Witte wijn bevat geen tannines (omdat de schillen en pitten niet mee vergist worden). Bovendien heeft hij meer fijne zuren, wat mensen doorgaans appreciëren bij vis (vandaar de citroen erbij). Witte wijn is ook delicater van smaak, net zoals vis delicater is dan vlees.

De tannines in rode wijn reageren dan weer erg goed op de braadkorst van vlees. En de complexiteit van gerijpte rode wijn gaat goed samen met de complexiteit van gestoofde vleesgerechten.

Maar zowel het wijnmaken als de gastronomie zijn geëvolueerd, en bijgevolg ook de combinaties. Zo is rode wijn niet meer zo tanninerijk als vroeger. Dat komt onder meer door de uitvinding van de ontsteelmachine (waardoor de steeltjes, waarin de meeste tannines zitten, niet mee vergist worden), door verbeterd wijngaardbeheer waardoor de druiven rijper worden (en de tannines zachter), en door technieken van zachtere persing en extractie waardoor de wijnen reeds in hun jeugd zachter smaken. Bovendien hebben sommige druivenrassen op zich al minder tannines (zoals pinot noir en gamay), zodat die het goed kunnen vinden met vis.

De gastronomie van zijn kant is geëvolueerd naar lichtere bereidingen, ook met vlees. Zeker gevogelte en wit vlees (kalf en varken) blijken goed samen te gaan met witte wijn, al mag die dan wat voller en steviger zijn.

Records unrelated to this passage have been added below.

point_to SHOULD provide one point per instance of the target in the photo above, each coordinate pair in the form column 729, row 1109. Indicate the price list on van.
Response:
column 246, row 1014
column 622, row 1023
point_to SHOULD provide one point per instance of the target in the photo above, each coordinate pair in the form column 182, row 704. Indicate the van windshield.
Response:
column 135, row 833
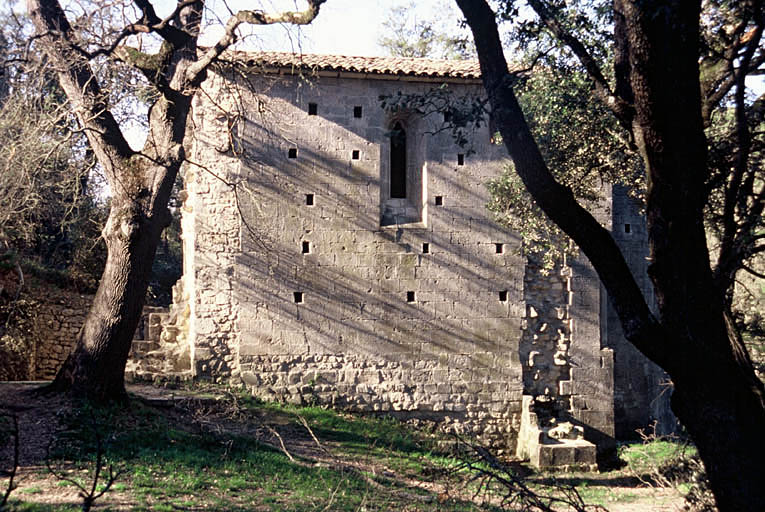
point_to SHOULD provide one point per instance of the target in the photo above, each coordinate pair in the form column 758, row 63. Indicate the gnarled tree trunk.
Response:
column 140, row 182
column 717, row 395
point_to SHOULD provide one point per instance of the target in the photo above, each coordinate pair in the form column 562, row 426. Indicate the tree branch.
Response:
column 621, row 107
column 80, row 84
column 556, row 200
column 254, row 18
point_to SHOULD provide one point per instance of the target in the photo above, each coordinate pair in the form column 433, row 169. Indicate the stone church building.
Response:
column 338, row 252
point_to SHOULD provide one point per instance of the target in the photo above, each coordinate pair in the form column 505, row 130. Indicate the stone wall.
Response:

Men kreeg ook meer aandacht voor de saus. Zeker als die dominant is, wordt de wijn beter daarop afgestemd. Vis in een tomatensaus of een rode wijnsaus gaat beter samen met rode wijn. Terwijl vlees met een kaassaus of een roomsaus met paddenstoelen goed aansluit bij witte wijn.

Koks zijn steeds creatiever geworden: vis en vlees worden samengebracht in één gerecht, smaken komen uit verschillende culinaire culturen, groenten en kruiden winnen aan belang. In plaats van de klassieke benadering waarbij de wijn aangepast wordt aan het hoofdingrediënt (en zijn saus), wordt nu gekeken naar de volledige smaakstijl van het gerecht. Lichte, frisse bereidingen krijgen het gezelschap van een knisperende sauvignon blanc. Bij zoetzure gerechten wordt een wijn in hetzelfde register geschonken, zoals een halfdroge riesling of pinot gris. Wijnen worden afgestemd op expressieve kruiden, zoals een gewürztraminer bij kerrie. Soms wordt bewust gestreefd naar een contrast tussen wijn en gerecht om de smaakervaring spannender te maken, zoals een lichte rode wijn bij een gerecht met orgaanvlees of een minerale riesling bij gerookte en gepekelde smaken.

Het speelveld is breder geworden. Het plezier alsmaar groter.